Suh Chun Suk is no “Dirty Harry” Callahan [?]. He is one of the world’s leading exponents of the Korean martial art form tae kwon do, in which he holds an eighth dan black belt.
Only four people in the world have higher qualifications. Three have a ninth dan black belt and one is 10th.
For the past 16 years Suh, 48, who now lives in Narrabeen, has taught taekwondo to more than 5,000 Australians.
Taekwondo has its origins in tae kyon, a form of foot fighting 1,393 years old. Hand techniques were introduced and the combination is now called taekwondo.
“Tae” is the Korean word for kicking, jumping or flying with the foot, “kwon” means punching, striking or beating of hands and “do” means technique or way.

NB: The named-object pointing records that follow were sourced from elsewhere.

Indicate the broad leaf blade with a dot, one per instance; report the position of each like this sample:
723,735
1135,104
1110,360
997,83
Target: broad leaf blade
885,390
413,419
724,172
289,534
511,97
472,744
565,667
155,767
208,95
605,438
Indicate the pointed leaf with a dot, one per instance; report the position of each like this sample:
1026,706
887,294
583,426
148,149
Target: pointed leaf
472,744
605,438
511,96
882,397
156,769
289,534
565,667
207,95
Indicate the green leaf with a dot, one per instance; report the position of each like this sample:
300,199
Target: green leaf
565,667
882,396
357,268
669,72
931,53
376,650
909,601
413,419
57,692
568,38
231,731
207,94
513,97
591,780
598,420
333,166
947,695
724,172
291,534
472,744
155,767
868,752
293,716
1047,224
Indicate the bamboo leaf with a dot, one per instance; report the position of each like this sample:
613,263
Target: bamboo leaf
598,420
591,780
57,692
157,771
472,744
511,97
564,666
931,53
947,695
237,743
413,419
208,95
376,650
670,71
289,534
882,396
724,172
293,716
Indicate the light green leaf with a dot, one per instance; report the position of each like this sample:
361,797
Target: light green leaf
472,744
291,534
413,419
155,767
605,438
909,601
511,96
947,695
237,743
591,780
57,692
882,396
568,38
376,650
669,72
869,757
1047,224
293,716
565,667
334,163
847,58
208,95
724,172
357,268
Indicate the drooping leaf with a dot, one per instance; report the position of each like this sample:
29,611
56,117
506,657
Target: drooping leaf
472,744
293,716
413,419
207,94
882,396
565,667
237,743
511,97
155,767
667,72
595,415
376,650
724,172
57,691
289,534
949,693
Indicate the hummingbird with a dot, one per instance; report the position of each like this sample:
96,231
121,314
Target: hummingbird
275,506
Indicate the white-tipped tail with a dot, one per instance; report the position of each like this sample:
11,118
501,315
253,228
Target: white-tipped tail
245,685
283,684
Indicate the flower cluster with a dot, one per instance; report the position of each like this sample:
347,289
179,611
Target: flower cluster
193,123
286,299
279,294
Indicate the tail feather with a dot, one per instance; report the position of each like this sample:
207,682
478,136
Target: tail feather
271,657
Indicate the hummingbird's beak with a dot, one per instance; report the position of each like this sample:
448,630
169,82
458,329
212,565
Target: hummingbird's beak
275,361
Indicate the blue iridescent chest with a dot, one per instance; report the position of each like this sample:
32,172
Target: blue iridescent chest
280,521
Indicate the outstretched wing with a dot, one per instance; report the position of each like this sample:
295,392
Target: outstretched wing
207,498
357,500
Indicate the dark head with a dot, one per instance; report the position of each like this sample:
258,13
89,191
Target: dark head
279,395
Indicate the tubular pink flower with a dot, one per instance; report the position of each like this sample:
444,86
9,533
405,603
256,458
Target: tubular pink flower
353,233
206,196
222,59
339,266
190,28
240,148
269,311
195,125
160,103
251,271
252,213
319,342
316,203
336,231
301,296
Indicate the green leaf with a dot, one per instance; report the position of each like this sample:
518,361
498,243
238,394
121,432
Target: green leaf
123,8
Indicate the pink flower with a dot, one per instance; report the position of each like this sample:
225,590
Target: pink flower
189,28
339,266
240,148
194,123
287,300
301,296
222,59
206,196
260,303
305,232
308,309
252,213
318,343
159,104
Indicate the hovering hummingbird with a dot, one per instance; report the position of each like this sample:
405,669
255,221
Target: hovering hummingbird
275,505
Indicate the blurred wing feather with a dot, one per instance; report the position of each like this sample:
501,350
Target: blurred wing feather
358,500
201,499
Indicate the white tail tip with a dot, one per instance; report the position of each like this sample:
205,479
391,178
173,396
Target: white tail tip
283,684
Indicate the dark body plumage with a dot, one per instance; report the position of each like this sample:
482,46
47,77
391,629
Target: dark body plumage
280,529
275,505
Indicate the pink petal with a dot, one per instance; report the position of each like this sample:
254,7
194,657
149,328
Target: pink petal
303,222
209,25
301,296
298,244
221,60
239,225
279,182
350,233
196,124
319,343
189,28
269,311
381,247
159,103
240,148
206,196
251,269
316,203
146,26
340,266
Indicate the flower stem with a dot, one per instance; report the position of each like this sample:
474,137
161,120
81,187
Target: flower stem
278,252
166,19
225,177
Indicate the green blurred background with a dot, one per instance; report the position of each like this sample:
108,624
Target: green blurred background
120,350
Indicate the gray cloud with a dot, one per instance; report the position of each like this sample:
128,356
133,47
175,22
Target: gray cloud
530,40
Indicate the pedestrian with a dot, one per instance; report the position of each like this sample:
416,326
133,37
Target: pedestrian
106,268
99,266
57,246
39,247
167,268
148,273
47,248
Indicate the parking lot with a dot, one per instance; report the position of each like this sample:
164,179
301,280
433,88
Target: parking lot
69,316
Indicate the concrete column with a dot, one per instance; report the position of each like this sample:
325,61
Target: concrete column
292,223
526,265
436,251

“In the more advanced techniques, the use of legs is[ ] more [impactful?],” Suh said. “The legs can develop more power and reach further than the hands”.
Suh began taekwondo training in Korea when he was 12 years old. He won[?] his first degree black belt at 14.
He became an instructor in the Korean Army, and taught taekwondo to military [?] from South Vietnam, Australia and the United States during the Vietnam War.
He has often used his training to extricate himself from threatening situations, such as the incident with the thief in Nha Trang.
“Taekwondo involves mental discipline and helps confidence grow,” Suh said. “A lot of people suffer too much stress. Taekwondo helps to control[?] that.”
But, he says, it is for self-defence, not for people who get into brawls. “Learning to fight in the street is not good. People will get a bad attitude.”
If a child in one of his classes has that “wrong attitude”, Suh will try to change it. If that does not work, he will “kick him out - otherwise it will give me and my classes a bad name”.
Suh never fights. If somebody swears at him or gets aggressive, he just smiles.
He no longer takes part in competition because he is too good. Once above a fourth dan black belt, it becomes too dangerous.
“The professional people would kill each other,” he said.
It is best to start Taekwondo young - but not before the age of seven. It is certainly not an expensive sport: a 1 1/2 hour class with Suh costs $2.50.
But it is never to late to learn. “Taekwondo keeps you young and strong,” he said. “One 62 year old man could only last 15 minutes in the first less,” he said. “But in his third week he was able to last the full 1 1/2 hours.”
It is also effective for someone who wants to learn how to defend themselves from attack.